Personally, my highlights include the two opening tracks for defining and establishing the tone of the album: opening softly, gradually expanding in pitch range and building in volume towards a dramatic outpouring of emotion, and then quietly contracting and fading away. The gentle melancholia and major key signature of “Serenade Fantastique for Piano -NOCTIS-” is also enjoyable as a more active and less ambience-dependent alternative to the former two pieces. Overall, I was most surprised and impressed by the arrangements of battle tracks like “Drunk on Darkness-Veiled in Black-” and “Rulings and Revelations -OMNIS LACRIMA-” that feature the most dazzling displays of virtuosity and some especially dramatic shifts in dynamics. Most significantly, in moving to the piano, these pieces sound as if they could be underscoring a passionate outpouring of emotion or an inner conflict of feeling as much as overt battle.
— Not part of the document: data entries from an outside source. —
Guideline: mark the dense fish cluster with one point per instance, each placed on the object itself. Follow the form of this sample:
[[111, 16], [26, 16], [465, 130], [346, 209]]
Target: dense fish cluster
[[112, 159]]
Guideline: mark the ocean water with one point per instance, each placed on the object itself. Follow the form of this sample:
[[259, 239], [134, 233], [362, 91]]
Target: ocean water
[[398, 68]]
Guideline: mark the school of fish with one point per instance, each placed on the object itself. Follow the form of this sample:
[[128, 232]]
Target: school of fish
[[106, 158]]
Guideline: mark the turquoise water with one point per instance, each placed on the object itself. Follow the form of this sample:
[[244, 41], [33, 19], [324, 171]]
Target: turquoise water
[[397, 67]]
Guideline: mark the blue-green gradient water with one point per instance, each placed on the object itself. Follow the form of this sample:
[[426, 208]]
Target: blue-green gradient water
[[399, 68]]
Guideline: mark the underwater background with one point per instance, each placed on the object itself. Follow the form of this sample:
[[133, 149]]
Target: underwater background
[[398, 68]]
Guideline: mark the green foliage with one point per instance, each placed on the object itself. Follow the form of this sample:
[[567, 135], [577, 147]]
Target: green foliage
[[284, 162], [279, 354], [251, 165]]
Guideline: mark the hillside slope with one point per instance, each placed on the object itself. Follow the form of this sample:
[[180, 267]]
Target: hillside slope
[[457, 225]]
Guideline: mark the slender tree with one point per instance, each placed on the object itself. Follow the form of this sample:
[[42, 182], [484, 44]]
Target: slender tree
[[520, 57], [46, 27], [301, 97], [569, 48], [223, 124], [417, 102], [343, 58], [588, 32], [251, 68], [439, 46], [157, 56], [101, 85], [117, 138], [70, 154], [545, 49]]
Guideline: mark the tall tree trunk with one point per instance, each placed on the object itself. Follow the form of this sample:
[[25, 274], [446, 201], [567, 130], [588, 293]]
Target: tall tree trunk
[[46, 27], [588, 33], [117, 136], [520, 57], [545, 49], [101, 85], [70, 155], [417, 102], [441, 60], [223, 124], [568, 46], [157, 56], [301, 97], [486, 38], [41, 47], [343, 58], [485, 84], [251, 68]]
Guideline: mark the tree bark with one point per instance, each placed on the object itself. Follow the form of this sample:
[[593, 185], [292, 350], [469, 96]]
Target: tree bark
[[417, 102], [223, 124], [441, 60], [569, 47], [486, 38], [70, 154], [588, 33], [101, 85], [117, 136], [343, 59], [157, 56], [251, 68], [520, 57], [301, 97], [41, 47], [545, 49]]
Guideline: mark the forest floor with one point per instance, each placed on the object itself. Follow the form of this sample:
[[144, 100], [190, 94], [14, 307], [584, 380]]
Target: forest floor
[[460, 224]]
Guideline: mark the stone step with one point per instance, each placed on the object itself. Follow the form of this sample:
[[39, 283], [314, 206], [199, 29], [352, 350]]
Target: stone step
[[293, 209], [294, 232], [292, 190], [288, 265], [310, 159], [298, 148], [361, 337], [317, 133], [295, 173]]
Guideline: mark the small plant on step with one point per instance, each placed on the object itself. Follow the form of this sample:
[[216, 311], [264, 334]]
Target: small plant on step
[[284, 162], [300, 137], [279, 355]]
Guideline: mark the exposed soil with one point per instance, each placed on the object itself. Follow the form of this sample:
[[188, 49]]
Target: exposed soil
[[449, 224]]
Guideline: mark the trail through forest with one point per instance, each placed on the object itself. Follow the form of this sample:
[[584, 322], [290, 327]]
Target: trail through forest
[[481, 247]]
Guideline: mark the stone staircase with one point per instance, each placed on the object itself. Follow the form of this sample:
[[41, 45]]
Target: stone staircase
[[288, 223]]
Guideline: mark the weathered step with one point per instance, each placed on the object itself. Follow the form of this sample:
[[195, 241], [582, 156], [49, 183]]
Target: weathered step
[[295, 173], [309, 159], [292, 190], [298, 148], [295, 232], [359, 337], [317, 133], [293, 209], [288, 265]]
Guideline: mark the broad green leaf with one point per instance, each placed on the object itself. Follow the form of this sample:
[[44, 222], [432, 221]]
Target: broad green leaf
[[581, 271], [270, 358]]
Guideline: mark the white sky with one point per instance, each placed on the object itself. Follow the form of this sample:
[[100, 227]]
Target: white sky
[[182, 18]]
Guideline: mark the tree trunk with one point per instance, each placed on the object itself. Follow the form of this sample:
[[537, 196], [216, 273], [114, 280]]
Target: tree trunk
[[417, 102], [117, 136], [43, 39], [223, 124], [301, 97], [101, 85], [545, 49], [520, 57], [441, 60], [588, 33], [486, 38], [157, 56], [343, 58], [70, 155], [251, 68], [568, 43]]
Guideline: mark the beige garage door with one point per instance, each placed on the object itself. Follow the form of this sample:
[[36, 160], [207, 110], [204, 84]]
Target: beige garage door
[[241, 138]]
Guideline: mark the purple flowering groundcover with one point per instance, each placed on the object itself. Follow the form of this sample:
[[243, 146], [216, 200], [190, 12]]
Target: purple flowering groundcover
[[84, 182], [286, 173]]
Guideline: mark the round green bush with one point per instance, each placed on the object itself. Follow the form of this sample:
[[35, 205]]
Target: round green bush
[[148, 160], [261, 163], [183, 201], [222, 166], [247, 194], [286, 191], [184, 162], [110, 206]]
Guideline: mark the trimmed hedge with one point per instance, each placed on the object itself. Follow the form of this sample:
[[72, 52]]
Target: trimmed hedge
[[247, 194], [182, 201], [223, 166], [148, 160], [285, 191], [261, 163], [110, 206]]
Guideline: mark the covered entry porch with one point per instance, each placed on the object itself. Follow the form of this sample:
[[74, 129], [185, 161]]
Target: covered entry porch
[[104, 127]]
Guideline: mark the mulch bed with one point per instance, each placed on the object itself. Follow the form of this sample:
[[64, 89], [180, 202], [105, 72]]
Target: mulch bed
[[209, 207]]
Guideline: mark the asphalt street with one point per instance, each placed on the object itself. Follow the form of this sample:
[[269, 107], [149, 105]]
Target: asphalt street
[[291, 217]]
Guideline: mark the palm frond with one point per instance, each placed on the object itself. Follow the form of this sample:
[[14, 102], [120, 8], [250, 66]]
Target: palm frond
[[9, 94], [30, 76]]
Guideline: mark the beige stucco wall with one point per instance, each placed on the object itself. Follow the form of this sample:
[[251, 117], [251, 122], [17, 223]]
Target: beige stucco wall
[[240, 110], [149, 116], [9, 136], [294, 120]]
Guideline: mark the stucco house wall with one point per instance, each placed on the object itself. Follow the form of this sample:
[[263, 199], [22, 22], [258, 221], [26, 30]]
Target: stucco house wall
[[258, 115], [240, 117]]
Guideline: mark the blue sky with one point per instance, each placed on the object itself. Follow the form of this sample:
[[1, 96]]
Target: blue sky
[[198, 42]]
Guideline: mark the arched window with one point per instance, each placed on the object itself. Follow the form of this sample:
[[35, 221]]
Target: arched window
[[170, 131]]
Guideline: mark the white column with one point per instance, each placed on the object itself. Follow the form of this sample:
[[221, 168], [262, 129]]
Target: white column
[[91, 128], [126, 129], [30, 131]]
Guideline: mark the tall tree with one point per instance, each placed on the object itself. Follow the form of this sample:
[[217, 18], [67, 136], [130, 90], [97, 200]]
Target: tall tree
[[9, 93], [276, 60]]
This extra dimension of emotion is typically absent on the combat tracks on other piano collections, at least in my experience, and is testament to the talent of the arrangers and performers.
Discerning readers might notice that three (out of six) pieces from the piano-arrangement bonus CD that accompanied the FF15 limited edition OST are absent. Though I understand the reasons for their absence, perhaps it would’ve been nice to include a couple more, as the quality of those arrangements easily matches those included on this release, and only one of them conflicts with Moonlit Melodies’ atmosphere. In any case, greedy completionists will have to find another way to acquire the other three tracks.
There’s nothing particularly negative I can say. Overall, Moonlit Melodies is what most would expect it to be — a brilliant arrangement album of a brilliant soundtrack for a brilliant game. It exemplifies (and potentially redefines) what the piano arrangements are about. Some listeners might be somewhat disappointed by the comparatively limited emotive and stylistic range, but the added thematic unity, the strength of the performances, and the creativity of the arrangements more than compensate for this, making Moonlit Melodies an especially memorable entry in the Final Fantasy Piano Collections series. Highly recommended!